Elizabeth Loftus — pioneira do estudo das falsas memórias — e colegas, da Universidade da Califórnia (EUA), recrutaram 38 voluntários com dotes de memória normais e 20 dotados de “hipertimésia” ou “memória autobiográfica altamente superior” (HSAM, na sigla em inglês).

A hipertimésia, descrita pela primeira vez em 2006, faz com que estas pessoas consigam lembrar-se de pormenores dos eventos de cada dia da sua vida desde que eram crianças, incluindo a data e o dia da semana em que aconteceram. “No que respeita a pormenores verificáveis, as pessoas com HSAM acertam 97% das vezes”, escrevem os cientistas. “Conseguem lembrar-se melhor do que aconteceu num dado dia, há dez anos, do que a maior parte [de nós] se lembra do que aconteceu há um mês.”

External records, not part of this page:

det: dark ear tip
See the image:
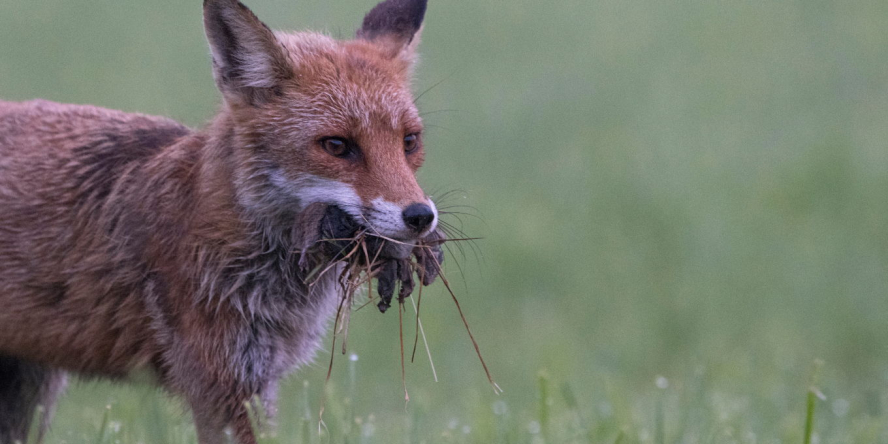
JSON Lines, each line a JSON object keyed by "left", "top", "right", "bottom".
{"left": 203, "top": 0, "right": 241, "bottom": 11}
{"left": 359, "top": 0, "right": 428, "bottom": 41}
{"left": 203, "top": 0, "right": 223, "bottom": 12}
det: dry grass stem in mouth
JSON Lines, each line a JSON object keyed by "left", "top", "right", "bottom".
{"left": 311, "top": 210, "right": 499, "bottom": 425}
{"left": 424, "top": 245, "right": 502, "bottom": 395}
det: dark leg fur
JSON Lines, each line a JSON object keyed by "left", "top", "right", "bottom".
{"left": 0, "top": 356, "right": 67, "bottom": 444}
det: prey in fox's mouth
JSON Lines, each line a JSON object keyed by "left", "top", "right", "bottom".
{"left": 301, "top": 203, "right": 445, "bottom": 313}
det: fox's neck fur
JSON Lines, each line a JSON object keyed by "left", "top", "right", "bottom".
{"left": 142, "top": 109, "right": 343, "bottom": 318}
{"left": 115, "top": 114, "right": 347, "bottom": 408}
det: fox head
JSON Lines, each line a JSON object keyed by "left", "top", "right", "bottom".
{"left": 203, "top": 0, "right": 437, "bottom": 241}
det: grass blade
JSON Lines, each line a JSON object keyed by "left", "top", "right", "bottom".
{"left": 410, "top": 296, "right": 438, "bottom": 382}
{"left": 429, "top": 254, "right": 501, "bottom": 394}
{"left": 538, "top": 372, "right": 550, "bottom": 443}
{"left": 804, "top": 359, "right": 825, "bottom": 444}
{"left": 95, "top": 405, "right": 110, "bottom": 444}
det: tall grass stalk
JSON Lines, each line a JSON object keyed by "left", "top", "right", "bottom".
{"left": 95, "top": 405, "right": 111, "bottom": 444}
{"left": 655, "top": 399, "right": 665, "bottom": 444}
{"left": 301, "top": 380, "right": 313, "bottom": 444}
{"left": 804, "top": 359, "right": 825, "bottom": 444}
{"left": 538, "top": 371, "right": 551, "bottom": 443}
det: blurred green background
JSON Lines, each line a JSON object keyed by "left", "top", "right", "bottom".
{"left": 2, "top": 0, "right": 888, "bottom": 442}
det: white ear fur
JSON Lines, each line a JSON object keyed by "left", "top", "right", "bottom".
{"left": 204, "top": 0, "right": 291, "bottom": 103}
{"left": 399, "top": 24, "right": 423, "bottom": 68}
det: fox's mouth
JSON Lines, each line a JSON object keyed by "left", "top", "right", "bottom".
{"left": 319, "top": 205, "right": 414, "bottom": 260}
{"left": 313, "top": 203, "right": 446, "bottom": 313}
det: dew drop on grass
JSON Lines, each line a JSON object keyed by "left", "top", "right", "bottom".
{"left": 492, "top": 400, "right": 508, "bottom": 416}
{"left": 597, "top": 401, "right": 613, "bottom": 418}
{"left": 831, "top": 399, "right": 850, "bottom": 417}
{"left": 745, "top": 431, "right": 757, "bottom": 443}
{"left": 362, "top": 422, "right": 376, "bottom": 438}
{"left": 656, "top": 376, "right": 669, "bottom": 389}
{"left": 527, "top": 420, "right": 541, "bottom": 435}
{"left": 349, "top": 353, "right": 359, "bottom": 362}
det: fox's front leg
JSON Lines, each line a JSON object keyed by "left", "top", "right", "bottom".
{"left": 192, "top": 411, "right": 257, "bottom": 444}
{"left": 190, "top": 406, "right": 234, "bottom": 444}
{"left": 167, "top": 340, "right": 268, "bottom": 444}
{"left": 188, "top": 383, "right": 261, "bottom": 444}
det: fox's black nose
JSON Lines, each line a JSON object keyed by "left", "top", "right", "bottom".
{"left": 402, "top": 203, "right": 435, "bottom": 233}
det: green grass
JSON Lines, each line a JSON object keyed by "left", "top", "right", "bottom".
{"left": 36, "top": 358, "right": 884, "bottom": 443}
{"left": 2, "top": 0, "right": 888, "bottom": 442}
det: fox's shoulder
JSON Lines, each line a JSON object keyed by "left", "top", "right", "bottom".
{"left": 0, "top": 99, "right": 191, "bottom": 157}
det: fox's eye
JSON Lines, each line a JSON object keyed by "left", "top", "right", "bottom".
{"left": 321, "top": 138, "right": 350, "bottom": 158}
{"left": 404, "top": 134, "right": 420, "bottom": 154}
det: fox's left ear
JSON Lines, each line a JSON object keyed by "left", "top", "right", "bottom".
{"left": 204, "top": 0, "right": 292, "bottom": 105}
{"left": 357, "top": 0, "right": 427, "bottom": 64}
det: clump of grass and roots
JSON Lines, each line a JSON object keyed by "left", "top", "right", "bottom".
{"left": 295, "top": 202, "right": 500, "bottom": 427}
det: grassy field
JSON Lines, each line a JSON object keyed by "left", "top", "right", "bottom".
{"left": 2, "top": 0, "right": 888, "bottom": 442}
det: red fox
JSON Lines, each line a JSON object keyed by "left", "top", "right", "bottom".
{"left": 0, "top": 0, "right": 444, "bottom": 442}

A hipertimésia é diferente dos outros tipos de memórias superiores, explicam ainda os cientistas. Em particular, as pessoas com HSAM não têm capacidades excepcionais de aprendizagem. O que as distingue é apenas a sua espectacular memória “autobiográfica” — ou seja, a precisão e a exactidão com que se lembram de tudo o que lhes aconteceu na vida.

Miragens mentais
Seja como for, a descoberta da hipertimésia levou os especialistas a perguntar se as pessoas com HSAM seriam ou não imunes às falsas memórias. E foi isso que a equipa quis agora testar. “De certa forma”, escrevem os autores, “esta capacidade parece contradizer o que se sabe acerca dos processos reconstrutivos, falíveis e maleáveis, subjacentes à memória das pessoas com capacidades mnemónicas normais”.

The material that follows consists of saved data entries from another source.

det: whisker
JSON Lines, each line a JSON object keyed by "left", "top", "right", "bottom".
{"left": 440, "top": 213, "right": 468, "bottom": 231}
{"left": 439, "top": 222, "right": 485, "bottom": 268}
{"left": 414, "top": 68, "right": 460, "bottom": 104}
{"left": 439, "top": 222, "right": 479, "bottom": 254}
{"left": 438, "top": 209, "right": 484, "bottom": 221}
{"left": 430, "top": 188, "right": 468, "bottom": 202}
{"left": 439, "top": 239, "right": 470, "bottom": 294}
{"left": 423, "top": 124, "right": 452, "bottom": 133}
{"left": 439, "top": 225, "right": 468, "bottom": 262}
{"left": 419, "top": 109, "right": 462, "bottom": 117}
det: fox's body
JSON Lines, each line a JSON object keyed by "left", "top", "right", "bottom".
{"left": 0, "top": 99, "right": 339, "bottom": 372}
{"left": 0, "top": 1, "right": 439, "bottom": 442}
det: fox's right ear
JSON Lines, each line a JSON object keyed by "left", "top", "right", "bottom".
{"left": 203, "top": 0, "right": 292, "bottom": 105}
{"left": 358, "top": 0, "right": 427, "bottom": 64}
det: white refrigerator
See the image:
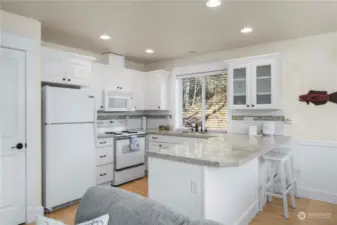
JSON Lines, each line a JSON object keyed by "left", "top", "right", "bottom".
{"left": 42, "top": 86, "right": 96, "bottom": 211}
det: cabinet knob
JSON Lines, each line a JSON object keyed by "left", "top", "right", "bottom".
{"left": 251, "top": 105, "right": 255, "bottom": 107}
{"left": 158, "top": 106, "right": 160, "bottom": 109}
{"left": 62, "top": 78, "right": 66, "bottom": 81}
{"left": 246, "top": 105, "right": 250, "bottom": 107}
{"left": 68, "top": 79, "right": 71, "bottom": 81}
{"left": 100, "top": 106, "right": 103, "bottom": 109}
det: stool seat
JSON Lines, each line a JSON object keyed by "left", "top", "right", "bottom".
{"left": 263, "top": 151, "right": 291, "bottom": 161}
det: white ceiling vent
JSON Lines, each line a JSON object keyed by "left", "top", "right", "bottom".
{"left": 99, "top": 52, "right": 125, "bottom": 68}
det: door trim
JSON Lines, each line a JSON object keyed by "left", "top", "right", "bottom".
{"left": 1, "top": 28, "right": 43, "bottom": 223}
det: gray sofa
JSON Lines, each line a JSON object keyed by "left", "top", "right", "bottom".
{"left": 75, "top": 186, "right": 223, "bottom": 225}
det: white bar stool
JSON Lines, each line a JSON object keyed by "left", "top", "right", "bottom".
{"left": 262, "top": 148, "right": 297, "bottom": 219}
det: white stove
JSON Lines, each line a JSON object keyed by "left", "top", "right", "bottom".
{"left": 96, "top": 119, "right": 146, "bottom": 186}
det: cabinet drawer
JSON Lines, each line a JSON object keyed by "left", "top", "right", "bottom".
{"left": 96, "top": 164, "right": 113, "bottom": 185}
{"left": 96, "top": 147, "right": 114, "bottom": 166}
{"left": 96, "top": 138, "right": 113, "bottom": 148}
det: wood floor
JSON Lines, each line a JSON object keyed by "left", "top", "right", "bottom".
{"left": 27, "top": 177, "right": 336, "bottom": 225}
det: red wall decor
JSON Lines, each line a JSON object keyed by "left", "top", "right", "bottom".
{"left": 299, "top": 90, "right": 337, "bottom": 105}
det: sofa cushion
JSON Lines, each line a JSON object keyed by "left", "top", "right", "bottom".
{"left": 75, "top": 186, "right": 222, "bottom": 225}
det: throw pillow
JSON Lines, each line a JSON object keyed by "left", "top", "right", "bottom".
{"left": 77, "top": 214, "right": 109, "bottom": 225}
{"left": 36, "top": 216, "right": 65, "bottom": 225}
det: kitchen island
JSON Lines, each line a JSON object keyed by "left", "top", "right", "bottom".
{"left": 147, "top": 133, "right": 290, "bottom": 225}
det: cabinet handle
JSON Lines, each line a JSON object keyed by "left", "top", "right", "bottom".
{"left": 152, "top": 137, "right": 158, "bottom": 140}
{"left": 100, "top": 141, "right": 107, "bottom": 144}
{"left": 100, "top": 155, "right": 107, "bottom": 158}
{"left": 100, "top": 173, "right": 107, "bottom": 176}
{"left": 246, "top": 105, "right": 250, "bottom": 107}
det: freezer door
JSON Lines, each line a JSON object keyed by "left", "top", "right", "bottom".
{"left": 43, "top": 123, "right": 96, "bottom": 210}
{"left": 43, "top": 86, "right": 95, "bottom": 123}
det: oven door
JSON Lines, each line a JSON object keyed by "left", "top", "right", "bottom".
{"left": 115, "top": 137, "right": 145, "bottom": 170}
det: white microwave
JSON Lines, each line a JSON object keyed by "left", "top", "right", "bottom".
{"left": 103, "top": 89, "right": 135, "bottom": 111}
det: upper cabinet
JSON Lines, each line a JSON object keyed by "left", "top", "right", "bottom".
{"left": 144, "top": 70, "right": 170, "bottom": 110}
{"left": 41, "top": 47, "right": 96, "bottom": 87}
{"left": 228, "top": 54, "right": 281, "bottom": 110}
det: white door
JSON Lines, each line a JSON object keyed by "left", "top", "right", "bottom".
{"left": 229, "top": 62, "right": 251, "bottom": 109}
{"left": 0, "top": 47, "right": 26, "bottom": 225}
{"left": 43, "top": 86, "right": 95, "bottom": 123}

Para fazer o estudo, a equipa realizou, juntos dos 58 participantes com e sem hipertimésia, vários testes que estimulam a produção de falsas memórias. Um deles consiste em enunciar listas de palavras relacionadas entre si — poderiam ser “cama”, “repouso”, “cansado”, “ressonar”, etc. — e em pedir mais tarde aos participantes para se lembrarem do maior número possível de palavras ouvidas. Acontece então que uma palavra como “sono” surge tão frequentemente nas respostas como as diversas palavras da lista... embora nunca tenha sido enunciada durante o teste. Isto porque a ideia de sono está implícita em todas as palavras que os participantes ouviram.

Num outro teste, o “gerador” de falsas memórias consistiu em apresentar uma série de imagens, seguida, algum tempo depois, de frases faladas que confundem a memória dos participantes e os levam a acreditar que viram a imagem de um objecto que apenas foi referido oralmente.

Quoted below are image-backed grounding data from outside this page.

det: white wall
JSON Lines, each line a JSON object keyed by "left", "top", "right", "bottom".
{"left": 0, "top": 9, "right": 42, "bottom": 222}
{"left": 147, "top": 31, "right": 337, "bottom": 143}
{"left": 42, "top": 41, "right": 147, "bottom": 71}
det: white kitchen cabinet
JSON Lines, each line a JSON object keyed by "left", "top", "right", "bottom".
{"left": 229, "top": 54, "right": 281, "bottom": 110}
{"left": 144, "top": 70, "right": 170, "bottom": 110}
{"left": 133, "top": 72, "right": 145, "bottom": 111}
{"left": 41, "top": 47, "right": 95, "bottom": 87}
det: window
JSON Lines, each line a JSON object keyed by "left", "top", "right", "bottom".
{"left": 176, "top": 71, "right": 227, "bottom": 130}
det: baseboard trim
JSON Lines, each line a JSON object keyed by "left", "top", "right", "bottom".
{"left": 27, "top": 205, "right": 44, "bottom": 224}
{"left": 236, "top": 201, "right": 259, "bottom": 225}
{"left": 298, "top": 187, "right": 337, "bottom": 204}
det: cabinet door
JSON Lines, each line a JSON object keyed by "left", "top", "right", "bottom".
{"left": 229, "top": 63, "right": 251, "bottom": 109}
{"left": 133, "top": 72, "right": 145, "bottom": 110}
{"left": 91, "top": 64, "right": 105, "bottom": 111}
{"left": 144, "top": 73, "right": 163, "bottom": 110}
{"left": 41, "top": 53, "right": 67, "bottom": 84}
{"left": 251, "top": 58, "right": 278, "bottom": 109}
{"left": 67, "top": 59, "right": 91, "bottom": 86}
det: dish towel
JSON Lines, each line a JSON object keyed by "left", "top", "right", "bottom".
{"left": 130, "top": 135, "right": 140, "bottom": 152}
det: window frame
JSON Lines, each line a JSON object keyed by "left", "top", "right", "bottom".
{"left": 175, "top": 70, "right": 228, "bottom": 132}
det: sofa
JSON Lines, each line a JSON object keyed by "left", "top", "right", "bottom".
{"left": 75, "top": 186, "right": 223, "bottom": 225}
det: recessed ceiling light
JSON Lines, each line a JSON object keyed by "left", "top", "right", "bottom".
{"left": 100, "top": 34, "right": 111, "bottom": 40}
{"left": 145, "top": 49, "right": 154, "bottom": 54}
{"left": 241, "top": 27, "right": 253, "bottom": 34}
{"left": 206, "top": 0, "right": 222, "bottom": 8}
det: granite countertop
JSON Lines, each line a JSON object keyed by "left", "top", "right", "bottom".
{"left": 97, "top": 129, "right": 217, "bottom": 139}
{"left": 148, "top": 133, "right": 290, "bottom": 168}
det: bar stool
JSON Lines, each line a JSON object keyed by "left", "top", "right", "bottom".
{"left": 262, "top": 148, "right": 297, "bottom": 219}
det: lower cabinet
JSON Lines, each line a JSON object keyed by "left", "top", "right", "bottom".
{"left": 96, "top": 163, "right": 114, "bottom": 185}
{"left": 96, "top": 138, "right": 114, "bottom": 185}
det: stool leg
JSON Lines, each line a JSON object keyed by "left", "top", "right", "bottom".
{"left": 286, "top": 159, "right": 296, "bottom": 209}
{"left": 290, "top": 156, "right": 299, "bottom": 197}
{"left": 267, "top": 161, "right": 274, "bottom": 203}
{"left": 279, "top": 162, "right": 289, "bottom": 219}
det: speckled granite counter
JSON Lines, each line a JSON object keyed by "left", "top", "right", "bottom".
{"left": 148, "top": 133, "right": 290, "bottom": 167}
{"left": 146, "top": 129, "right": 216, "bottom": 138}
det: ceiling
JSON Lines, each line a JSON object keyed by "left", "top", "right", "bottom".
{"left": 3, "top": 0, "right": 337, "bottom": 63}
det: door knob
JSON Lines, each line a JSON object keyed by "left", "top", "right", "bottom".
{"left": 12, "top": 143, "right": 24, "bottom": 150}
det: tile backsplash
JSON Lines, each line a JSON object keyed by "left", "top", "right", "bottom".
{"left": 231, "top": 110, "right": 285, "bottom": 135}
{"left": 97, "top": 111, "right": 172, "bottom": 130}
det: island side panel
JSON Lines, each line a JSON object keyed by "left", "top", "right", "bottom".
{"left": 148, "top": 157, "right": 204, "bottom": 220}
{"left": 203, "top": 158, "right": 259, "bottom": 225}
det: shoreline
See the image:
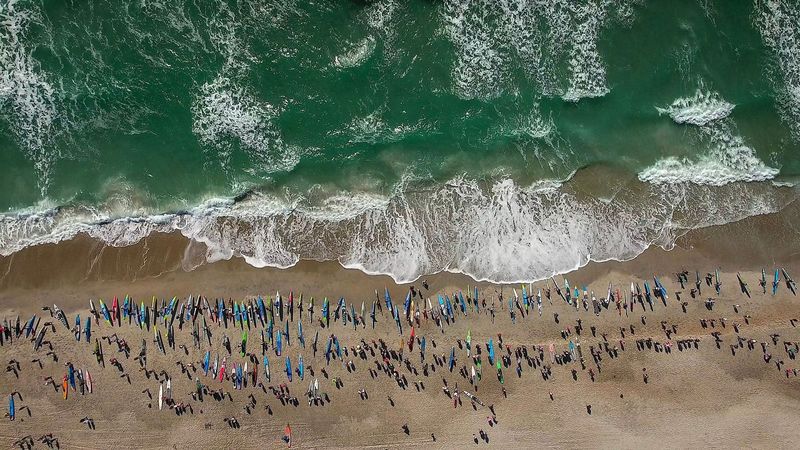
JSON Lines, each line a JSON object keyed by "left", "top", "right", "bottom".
{"left": 1, "top": 194, "right": 798, "bottom": 301}
{"left": 2, "top": 168, "right": 797, "bottom": 286}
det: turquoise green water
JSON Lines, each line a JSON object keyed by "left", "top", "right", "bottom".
{"left": 1, "top": 0, "right": 799, "bottom": 282}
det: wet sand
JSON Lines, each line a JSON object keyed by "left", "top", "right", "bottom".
{"left": 1, "top": 201, "right": 800, "bottom": 448}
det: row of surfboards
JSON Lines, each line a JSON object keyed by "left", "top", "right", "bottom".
{"left": 197, "top": 350, "right": 306, "bottom": 389}
{"left": 60, "top": 367, "right": 93, "bottom": 400}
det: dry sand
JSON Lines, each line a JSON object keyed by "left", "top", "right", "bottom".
{"left": 1, "top": 203, "right": 800, "bottom": 449}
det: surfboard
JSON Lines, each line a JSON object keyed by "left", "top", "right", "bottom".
{"left": 299, "top": 355, "right": 304, "bottom": 380}
{"left": 111, "top": 296, "right": 118, "bottom": 326}
{"left": 158, "top": 383, "right": 163, "bottom": 410}
{"left": 774, "top": 269, "right": 780, "bottom": 295}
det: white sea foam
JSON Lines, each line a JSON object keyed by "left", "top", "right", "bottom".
{"left": 441, "top": 0, "right": 507, "bottom": 100}
{"left": 334, "top": 36, "right": 376, "bottom": 69}
{"left": 364, "top": 0, "right": 399, "bottom": 30}
{"left": 638, "top": 152, "right": 779, "bottom": 186}
{"left": 772, "top": 180, "right": 797, "bottom": 188}
{"left": 337, "top": 108, "right": 429, "bottom": 145}
{"left": 655, "top": 89, "right": 734, "bottom": 126}
{"left": 189, "top": 2, "right": 302, "bottom": 175}
{"left": 562, "top": 1, "right": 611, "bottom": 102}
{"left": 331, "top": 0, "right": 401, "bottom": 71}
{"left": 301, "top": 192, "right": 391, "bottom": 222}
{"left": 495, "top": 110, "right": 554, "bottom": 140}
{"left": 440, "top": 0, "right": 619, "bottom": 101}
{"left": 754, "top": 0, "right": 800, "bottom": 140}
{"left": 0, "top": 0, "right": 58, "bottom": 193}
{"left": 1, "top": 172, "right": 794, "bottom": 284}
{"left": 363, "top": 0, "right": 401, "bottom": 61}
{"left": 642, "top": 89, "right": 779, "bottom": 186}
{"left": 192, "top": 74, "right": 298, "bottom": 173}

Um terceiro teste ainda consistiu em sugerir aos voluntários que um dado acontecimento fora filmado — neste caso, o preciso instante em que o voo 93 da United Airlines se esmagou no solo da Pensilvânia, a 11 de Setembro de 2001. Embora esse momento trágico dos ataques da Al-Qaeda nunca tenha, na realidade, sido registado em vídeo (as primeiras imagens filmadas foram dos destroços do avião, já a arder no chão), a mera sugestão de que o foi é suficiente para as pessoas ficarem convencidas de ter visto um vídeo inexistente.

Somos todos falíveis
Conclusão da equipa de Loftus: a extraordinária memória dos participantes com hipertimésia não é de todo imune às distorções. Não foram detectadas, em nenhuns dos testes, diferenças significativas entre a taxa de falsas memórias evocadas pelas pessoas com uma memória normal e a taxa de falsas memórias evocadas pelas pessoas com HSAM. Mais ainda: no segundo teste (o das imagens fixas), os voluntários dotados das mais poderosas hipertimésias tiveram mesmo tendência a inventar mais falsas memórias do que os participantes com hipertimésias menos pronunciadas.

“Seja qual for a origem da sua capacidade excepcional em termos de memória autobiográfica, ela não impede [as pessoas com HSAM] de sofrer distorções da memória”, notam os cientistas. O seu estudo, acrescentam, “sugere que os mecanismos de reconstituição da memória que produzem distorções (...) são fundamentais e generalizados nos seres humanos”.

A confirmarem-se, estes resultados poderão ter importantes implicações, nomeadamente na área da justiça, onde a contaminação da memória das testemunhas já teve graves consequências no passado, alertam os cientistas.